Finally, a story that explains how it is that the singing phenomenon, and YouTube sensation Susan Boyle hasn't been reaping monetary rewards above and beyond the normal for the companies who produce "Britain's Got Talent," the British talent show on which she made her name. To me, this story in The New York Times is a classic tale of old methods of media monetization not being able to change their models fast enough to capitalize on the speed with which content can catch fire in the digital environment; everyone involved, from FremantleMedia Productions, which holds the program's international rights, to ITV, the company that broadcasts the show, to YouTube and the advertisers who haven't been banging down doors to get their brand on Susan Boyle's YouTube clips ought to be ashamed of themselves.
Apparently, YouTube and Fremantle, one of the show's three production companies, failed to come to terms over an advertising agreement before this season, and before it became clear that this year, "Britain's Got Talent" would become an international phenomenon. Those parties are now back in negotiation, the story says, but why, why can't they come to a deal? In quantitative terms, by not coming to a deal, YouTube and Fremantle have left the money from about 220 million video streams on the table, and that number will only increase as the show heads into the finals this coming weekend. Best they've been able to do, as you can see above, is put an overlay ad pointing people to the "Britain's Got Talent" YouTube channel on unofficial clips of the show posted by fans. Yes, boys and girls, it's a lousy house ad!
What's most perplexing to me in this whole situation is YouTube, a company that consistently leaves me scratching my head when it comes to the issue of making money. While it's true that the Susan Boyle phenomenon is unprecedented, a large part of YouTube's business model should be built around monetizing the suddenly popular -- that's what the site is best at, for chrissake! Not all of its popular content would please an advertiser, but a fairy tale like Susan Boyle obviously has broad appeal.
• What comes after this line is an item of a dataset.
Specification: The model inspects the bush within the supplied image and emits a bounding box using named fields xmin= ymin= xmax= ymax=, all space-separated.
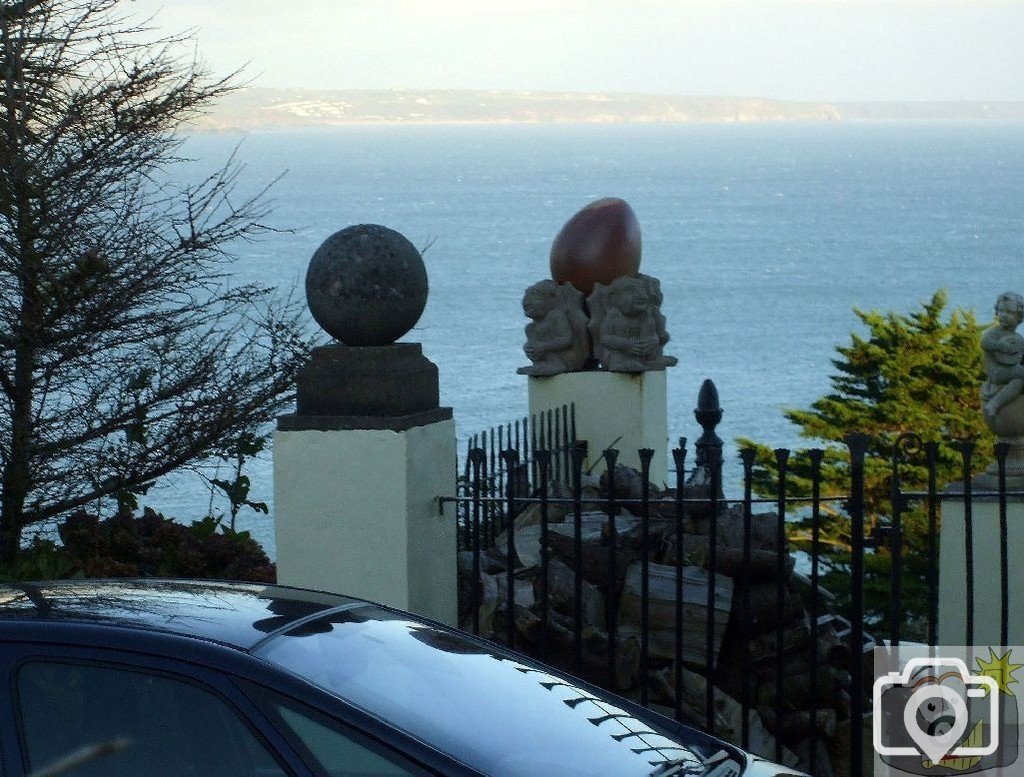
xmin=0 ymin=509 xmax=276 ymax=583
As a quick aside, the story I still haven't seen is why some network in the U.S. hasn't picked up the last few episodes of the show. Last night was apparently the semi-final, in which Boyle sang "Memories" from Cats. Already, that clip has hundreds of thousands of views on YouTube. On the Sunday of Memorial Day weekend in the U.S., would seem like a better option to go with a special presentation "Britain's Got Talent" than a rerun. Just sayin'.